Project Summary Adaptation via natural selection is the process by which the incredible fit between every species and its environment has evolved. Despite its importance, we still have little understanding of which genetic variants have been adaptive in any species, and how these variants act at the molecular level. One classic question is whether most adaptations involve changes in protein sequences, or in cis- regulatory elements21-23; another fundamental question is whether adaptations typically involve single mutations of large effect, or many mutations of small effect23-24. Historically, most studies pinpointing the genetic basis of polymorphic traits have focused on protein sequence changes of large effect, because these have been the simplest to identify. However recent work has suggested that polygenic cis-regulatory adaptations may actually be far more common. Unfortunately these have traditionally been almost impossible to identify, due to the very small individual effect of each variant on the selected trait. Over the past five years, we have developed a method to find these polygenic adaptations from genome-wide data, based on the idea of a “sign test”3,32. The goal is to identify cases where selection has led to up- or down-regulation of multiple genes via independent mutations. Using this test in yeast, we have identified gene expression adaptations involving toxin resistance33, ergosterol biosynthesis13,40, and pathogenicity15. Overall, our applications of the sign test have identified several hundred genes involved in cis-regulatory adaptations, including the first examples of gene expression adaptation occurring at the level of pathways13 and protein complexes15; the first known cases of regulatory adaptations affecting behavior14 and pathogenicity15; and the first examples of polygenic gene expression adaptations of any kind in house mice14 and humans16. In this project we have two major goals. First, we will develop computational and experimental tools based on CRISPR/Cas9 technology that will make characterizing cis-regulatory variants far more practical in a wide range of species. Second, we will develop methods for high-throughput mapping of genes contributing to divergence in fitness, the key phenotype for natural selection. This project will also lay the groundwork for future investigations into facets of gene expression evolution important to human health, such as how gene expression evolves in both humans and their pathogens.

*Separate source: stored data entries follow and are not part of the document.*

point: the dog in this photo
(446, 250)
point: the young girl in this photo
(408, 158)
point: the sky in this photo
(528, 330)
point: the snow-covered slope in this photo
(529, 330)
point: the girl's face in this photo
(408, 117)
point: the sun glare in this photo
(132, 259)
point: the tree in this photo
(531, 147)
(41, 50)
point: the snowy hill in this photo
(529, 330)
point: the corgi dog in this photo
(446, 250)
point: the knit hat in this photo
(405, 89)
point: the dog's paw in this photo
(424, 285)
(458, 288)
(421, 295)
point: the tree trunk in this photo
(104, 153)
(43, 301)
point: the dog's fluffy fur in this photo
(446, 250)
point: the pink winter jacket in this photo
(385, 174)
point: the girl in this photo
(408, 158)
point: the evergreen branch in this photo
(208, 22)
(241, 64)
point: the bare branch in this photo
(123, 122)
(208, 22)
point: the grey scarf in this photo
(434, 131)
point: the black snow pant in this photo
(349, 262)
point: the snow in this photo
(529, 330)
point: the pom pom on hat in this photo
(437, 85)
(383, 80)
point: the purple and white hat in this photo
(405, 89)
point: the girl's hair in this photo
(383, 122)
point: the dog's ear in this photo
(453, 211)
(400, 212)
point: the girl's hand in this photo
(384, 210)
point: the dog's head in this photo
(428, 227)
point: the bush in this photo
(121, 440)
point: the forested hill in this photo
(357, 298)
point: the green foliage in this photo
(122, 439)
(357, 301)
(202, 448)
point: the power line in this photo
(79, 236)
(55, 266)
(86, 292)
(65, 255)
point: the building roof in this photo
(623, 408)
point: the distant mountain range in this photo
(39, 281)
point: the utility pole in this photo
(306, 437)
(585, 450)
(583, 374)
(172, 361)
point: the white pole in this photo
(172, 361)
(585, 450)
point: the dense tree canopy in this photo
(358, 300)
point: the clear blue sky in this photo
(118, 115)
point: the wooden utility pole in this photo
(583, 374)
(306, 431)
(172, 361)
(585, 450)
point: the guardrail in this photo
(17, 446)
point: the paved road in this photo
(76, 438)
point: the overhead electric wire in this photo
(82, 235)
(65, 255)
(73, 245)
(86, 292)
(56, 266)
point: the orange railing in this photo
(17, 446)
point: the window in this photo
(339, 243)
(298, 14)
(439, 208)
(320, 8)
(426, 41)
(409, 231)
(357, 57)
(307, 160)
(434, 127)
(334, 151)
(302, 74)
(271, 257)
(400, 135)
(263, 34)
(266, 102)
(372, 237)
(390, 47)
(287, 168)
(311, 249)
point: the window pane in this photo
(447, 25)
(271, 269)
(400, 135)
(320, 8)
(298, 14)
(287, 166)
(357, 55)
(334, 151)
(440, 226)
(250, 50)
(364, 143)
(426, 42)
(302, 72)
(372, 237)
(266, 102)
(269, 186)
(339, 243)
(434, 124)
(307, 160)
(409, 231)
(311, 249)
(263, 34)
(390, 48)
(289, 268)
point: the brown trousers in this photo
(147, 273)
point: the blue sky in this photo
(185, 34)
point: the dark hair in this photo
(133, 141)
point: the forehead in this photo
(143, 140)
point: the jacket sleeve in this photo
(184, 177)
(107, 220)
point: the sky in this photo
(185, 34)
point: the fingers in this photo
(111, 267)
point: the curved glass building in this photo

项目摘要 通过自然选择的适应是一个过程，通过这个过程， 它的环境也发生了变化尽管它很重要，但我们仍然对它知之甚少。 遗传变异在任何物种中都是适应性的，以及这些变异在分子水平上是如何起作用的。 一个经典的问题是，大多数适应性变化是否涉及蛋白质序列的变化，或顺式- 监管要素21 -23;另一个基本问题是适应是否通常涉及单一的 大作用的突变，或小作用的许多突变23 -24。 从历史上看，大多数针对多态性状遗传基础的研究都集中在 蛋白质序列的变化影响很大，因为这些变化最容易识别。然而 最近的研究表明，多基因顺式调节适应实际上可能更为常见。 不幸的是，这些传统上几乎是不可能识别的，由于非常小的 每个变量对所选性状的个体影响。在过去的五年里，我们开发了一个 一种从全基因组数据中发现这些多基因适应的方法，基于“符号”的想法 测试“3，32。我们的目标是确定选择导致多个基因表达上调或下调的情况。 基因通过独立突变。在酵母中使用这种测试，我们已经确定了基因表达 包括毒素抗性33、麦角固醇生物合成13，40和致病性15的适应。总体而言，我们 符号测试的应用已经确定了数百个参与顺式调节的基因， 适应，包括基因表达适应的第一个例子发生在水平， 途径13和蛋白质复合物15;第一个已知的情况下，调节适应影响 行为14和致病性15;和多基因基因表达适应的任何第一个例子， 在家鼠和人类中也是如此。 在这个项目中，我们有两个主要目标。首先，我们将开发计算和实验 基于CRISPR/Cas9技术的工具，将使顺式调控变体的表征更加复杂。 在很多物种中都很实用。其次，我们将开发高通量映射的方法， 基因导致适应性的差异，这是自然选择的关键表型。该项目将 也为将来研究基因表达进化的各个方面奠定了基础， 人类健康，如基因表达如何在人类及其病原体中演变。